Two of the bulletins affected Windows, while the remaining pair impacted Office. Four of the five vulnerabilities in the bulletin quartet were pegged by Microsoft with an exploitability index score of "1," meaning that the company expects attacks to materialize in the next 30 days.
The most prominent of the pair was MS10-042, the update that addressed the vulnerability in Windows XP's Help and Support Center, a feature that lets users access and download Microsoft help files from the Web and can be used by support technicians to launch remote support tools on a local PC.
In early June, Tavis Ormandy, a security engineer who works for Google, published attack code for the bug -- which also affected Windows Server 2003 -- and immediately unleashed a heated debate. While some security researchers criticized Ormandy for taking the bug public, others rose to his defense, blasting both Microsoft and the press -- including Computerworld -- for linking Ormandy to his employer.

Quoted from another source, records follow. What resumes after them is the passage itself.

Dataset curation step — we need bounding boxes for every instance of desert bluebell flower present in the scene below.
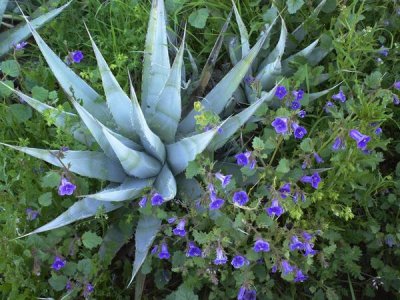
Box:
[271,117,289,134]
[267,199,284,217]
[275,85,287,100]
[253,239,270,252]
[300,172,321,189]
[349,129,371,150]
[233,191,249,206]
[51,256,67,271]
[158,242,171,259]
[58,178,76,196]
[214,247,228,265]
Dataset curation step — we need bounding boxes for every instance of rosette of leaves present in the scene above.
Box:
[0,0,71,56]
[2,0,282,282]
[228,0,335,103]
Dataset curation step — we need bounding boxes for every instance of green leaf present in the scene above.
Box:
[0,60,20,77]
[286,0,304,15]
[189,8,210,29]
[0,80,14,97]
[38,192,53,206]
[276,158,290,174]
[300,138,314,153]
[9,104,32,123]
[128,215,161,286]
[40,171,61,188]
[49,273,68,292]
[82,231,103,249]
[32,85,49,102]
[185,160,201,178]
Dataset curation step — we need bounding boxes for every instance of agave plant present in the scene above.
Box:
[0,0,71,56]
[222,0,335,107]
[2,0,288,288]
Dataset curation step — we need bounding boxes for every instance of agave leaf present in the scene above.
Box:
[258,18,287,73]
[166,128,218,175]
[0,81,94,146]
[18,9,111,124]
[178,18,272,134]
[0,143,126,182]
[18,198,122,238]
[148,31,186,143]
[141,0,171,117]
[0,0,72,56]
[128,215,161,287]
[82,177,154,202]
[103,128,161,178]
[282,39,319,76]
[153,164,176,201]
[0,0,8,23]
[88,30,139,142]
[207,86,276,151]
[71,99,143,160]
[129,77,166,163]
[232,0,250,58]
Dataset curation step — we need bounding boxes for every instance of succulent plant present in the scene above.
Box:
[228,0,335,103]
[0,0,71,56]
[2,0,282,282]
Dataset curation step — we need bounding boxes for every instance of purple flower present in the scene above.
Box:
[292,123,307,139]
[292,90,304,101]
[253,239,270,252]
[349,129,371,150]
[233,191,249,206]
[267,199,284,217]
[237,286,257,300]
[302,231,312,241]
[271,117,289,134]
[51,256,67,271]
[235,151,251,166]
[25,207,39,221]
[290,100,301,110]
[83,282,94,298]
[393,95,400,105]
[275,85,287,100]
[150,245,158,255]
[70,50,83,64]
[289,235,304,251]
[304,243,318,256]
[139,196,147,208]
[215,172,232,188]
[297,110,307,119]
[281,260,294,275]
[214,247,228,265]
[378,47,389,57]
[151,193,164,206]
[158,242,171,259]
[14,41,28,51]
[231,255,249,269]
[314,152,324,164]
[279,182,290,199]
[300,172,321,189]
[186,242,201,257]
[332,90,346,103]
[58,178,76,196]
[167,217,176,224]
[172,219,186,237]
[332,137,346,151]
[293,270,308,282]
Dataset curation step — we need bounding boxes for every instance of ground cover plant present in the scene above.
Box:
[0,0,400,299]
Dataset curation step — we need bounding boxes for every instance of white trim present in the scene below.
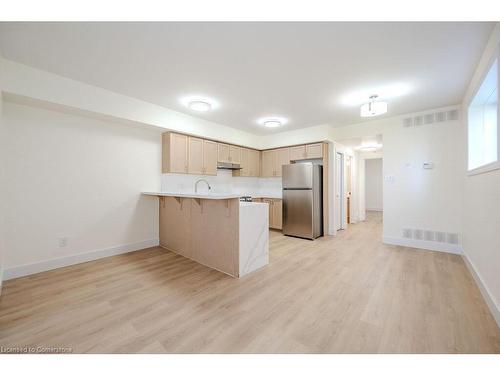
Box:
[382,236,463,254]
[4,238,159,280]
[467,159,500,176]
[462,253,500,327]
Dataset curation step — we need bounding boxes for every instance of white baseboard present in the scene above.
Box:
[383,237,463,254]
[3,238,159,280]
[462,253,500,327]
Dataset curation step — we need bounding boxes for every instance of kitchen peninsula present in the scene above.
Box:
[143,192,269,277]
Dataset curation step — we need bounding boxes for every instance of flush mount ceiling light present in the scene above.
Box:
[340,83,416,107]
[257,117,287,128]
[180,95,219,112]
[188,100,212,112]
[360,95,387,117]
[264,120,282,128]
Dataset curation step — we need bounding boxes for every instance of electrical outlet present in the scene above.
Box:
[58,237,68,247]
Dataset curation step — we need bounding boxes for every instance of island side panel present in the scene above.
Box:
[191,199,239,277]
[159,197,192,258]
[160,197,239,277]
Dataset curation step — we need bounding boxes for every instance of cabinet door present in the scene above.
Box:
[262,198,274,228]
[273,199,283,229]
[229,146,241,164]
[203,140,217,176]
[306,143,323,159]
[165,133,188,173]
[188,137,203,174]
[239,148,251,177]
[274,147,290,176]
[261,150,274,177]
[290,145,306,160]
[217,143,230,163]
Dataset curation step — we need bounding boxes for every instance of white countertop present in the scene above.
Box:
[142,191,241,199]
[142,191,282,199]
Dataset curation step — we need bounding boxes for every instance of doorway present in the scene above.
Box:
[335,152,345,230]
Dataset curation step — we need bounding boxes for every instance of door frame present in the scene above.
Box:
[334,151,346,231]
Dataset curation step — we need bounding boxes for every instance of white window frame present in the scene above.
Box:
[464,48,500,176]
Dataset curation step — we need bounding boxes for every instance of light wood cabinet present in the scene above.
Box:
[217,143,231,163]
[274,147,290,176]
[229,146,241,164]
[260,150,274,177]
[188,137,203,174]
[188,137,217,175]
[203,139,217,176]
[162,132,217,175]
[290,145,306,160]
[233,148,260,177]
[306,143,323,159]
[249,150,260,177]
[262,198,283,230]
[272,199,283,230]
[261,147,290,177]
[162,133,188,173]
[290,143,323,160]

Ormandy disclosed the vulnerability five days after reporting it to Microsoft after he said the company wouldn't commit to a patching deadline. Microsoft has disputed that, claiming that it only told Ormandy it would need the rest of the week to decide.

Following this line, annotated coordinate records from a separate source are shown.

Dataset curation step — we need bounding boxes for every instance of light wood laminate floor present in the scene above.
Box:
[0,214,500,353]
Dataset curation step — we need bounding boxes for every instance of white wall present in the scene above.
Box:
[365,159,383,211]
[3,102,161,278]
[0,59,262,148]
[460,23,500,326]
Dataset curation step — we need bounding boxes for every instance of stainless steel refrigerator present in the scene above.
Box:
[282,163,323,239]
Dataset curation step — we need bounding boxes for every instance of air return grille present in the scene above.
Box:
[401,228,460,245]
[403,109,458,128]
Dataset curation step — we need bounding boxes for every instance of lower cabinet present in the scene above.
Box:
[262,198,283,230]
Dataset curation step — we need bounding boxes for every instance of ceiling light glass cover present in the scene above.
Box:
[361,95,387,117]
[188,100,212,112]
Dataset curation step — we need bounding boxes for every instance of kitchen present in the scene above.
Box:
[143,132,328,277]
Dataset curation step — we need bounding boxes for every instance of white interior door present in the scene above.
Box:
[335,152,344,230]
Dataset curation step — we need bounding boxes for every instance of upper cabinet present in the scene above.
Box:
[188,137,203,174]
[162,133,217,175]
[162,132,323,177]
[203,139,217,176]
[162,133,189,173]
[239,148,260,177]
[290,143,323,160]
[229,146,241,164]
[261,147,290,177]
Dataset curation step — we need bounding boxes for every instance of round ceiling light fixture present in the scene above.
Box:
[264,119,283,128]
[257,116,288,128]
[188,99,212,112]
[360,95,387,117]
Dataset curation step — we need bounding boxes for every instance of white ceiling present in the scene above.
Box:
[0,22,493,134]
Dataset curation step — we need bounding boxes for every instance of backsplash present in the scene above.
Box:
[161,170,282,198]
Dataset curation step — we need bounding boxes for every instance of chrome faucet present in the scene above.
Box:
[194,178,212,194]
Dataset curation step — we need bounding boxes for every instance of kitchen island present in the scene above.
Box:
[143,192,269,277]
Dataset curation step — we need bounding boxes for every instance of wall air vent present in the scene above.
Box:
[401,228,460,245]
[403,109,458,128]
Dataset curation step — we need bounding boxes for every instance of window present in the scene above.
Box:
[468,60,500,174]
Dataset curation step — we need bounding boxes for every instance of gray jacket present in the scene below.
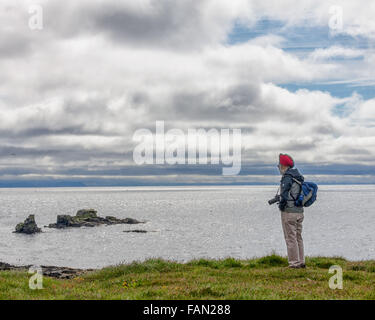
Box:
[279,168,304,213]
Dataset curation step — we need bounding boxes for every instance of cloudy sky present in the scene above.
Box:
[0,0,375,186]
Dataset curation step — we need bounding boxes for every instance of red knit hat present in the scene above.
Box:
[279,153,294,168]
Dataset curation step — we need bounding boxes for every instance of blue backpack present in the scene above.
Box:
[293,178,318,207]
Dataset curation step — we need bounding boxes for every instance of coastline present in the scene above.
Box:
[0,255,375,300]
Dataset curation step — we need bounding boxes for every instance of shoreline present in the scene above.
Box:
[0,262,93,279]
[0,255,375,300]
[0,254,375,279]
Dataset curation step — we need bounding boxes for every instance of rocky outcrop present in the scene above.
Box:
[0,262,94,279]
[14,214,42,234]
[48,209,143,229]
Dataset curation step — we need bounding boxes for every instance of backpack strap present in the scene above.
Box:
[290,177,302,201]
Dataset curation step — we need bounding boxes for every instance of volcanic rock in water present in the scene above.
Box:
[48,209,143,229]
[14,214,42,234]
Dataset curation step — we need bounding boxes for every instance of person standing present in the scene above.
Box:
[278,153,306,268]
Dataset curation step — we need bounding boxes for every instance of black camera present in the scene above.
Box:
[268,194,280,205]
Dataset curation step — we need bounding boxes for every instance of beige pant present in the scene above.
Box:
[281,212,305,267]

Users and IT administrators should apply the MS10-042 patch as soon as possible, agreed several researchers. "This is actively being exploited to target XP desktop systems," said Jason Miller, the data and security team manager for Shavlik Technologies. Miller also noted that Windows XP remains the most-popular version of Windows on both consumer and business PCs, a fact that Microsoft itself stressed yesterday when a company executive said that XP was on 74% of all corporate machines.
"I'm impressed that Microsoft was able to do a turn-around on this as quickly as they did," said Miller. "Some bugs linger for months out there."
Microsoft was first told of the Help and Support Center flaw on June 5, and confirmed that by June 15, attacks were exploiting the bug.
The other Windows update, MS10-043, patches a single bug in the 64-bit version of Windows 7 and Windows Server 2008 R2. Microsoft confirmed the vulnerability in May with a security advisory, noting then that the flaw was in Windows' Canonical Display Driver, which blends the operating system's primary graphics interface, dubbed Graphics Device Interface (GDI), and DirectX to compose the desktop.